I am confused by particularly by hint #3 which says:
Why is $\lvert x^2 -4x + 4 \rvert = \lvert x + 2 \rvert \lvert x - 2 \rvert$
I am quite confused by this and I cannot figure out how these two sides of the equation are equal. For full context of the homework hints please see here (I would have attached the image but I cannot since I have not posted enough).

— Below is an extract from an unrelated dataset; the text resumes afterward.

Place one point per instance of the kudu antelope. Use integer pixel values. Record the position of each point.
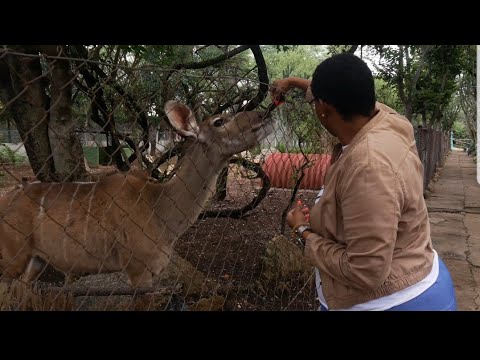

Left to my own device I would have figured that $\lvert x^2 -4x + 4\rvert \lt \epsilon $ where the left hand sides could be reworked as $ \lvert (x -2)^2 \rvert \lt \epsilon $ and furthermore that $ x - 2 = \sqrt{\epsilon}$
Not sure where I am going wrong here, can somebody please help?
Solution
Suppose that $|x - 2| \leq \delta$. Then one has that \begin{align*} |f(x) - f(2)| & = |x^{2} - 4x + 5 - 1|\\\\ & = |x^{2} - 4x + 4|\\\\ & = |x-2|^{2} \leq \delta^{2} = \varepsilon \end{align*}
Thus we can conclude that for every $\varepsilon > 0$, there corresponds $\delta = \sqrt{\varepsilon}$ such that \begin{align*} |x - 2| \leq \delta \Rightarrow |f(x) - f(2)| \leq \varepsilon \end{align*}
and we are done.
If you still have any doubts, please let me know.
Comments
The proposed identity is not correct. Indeed, $|x^{2} - 4x + 4| \neq |x-2||x+2|$.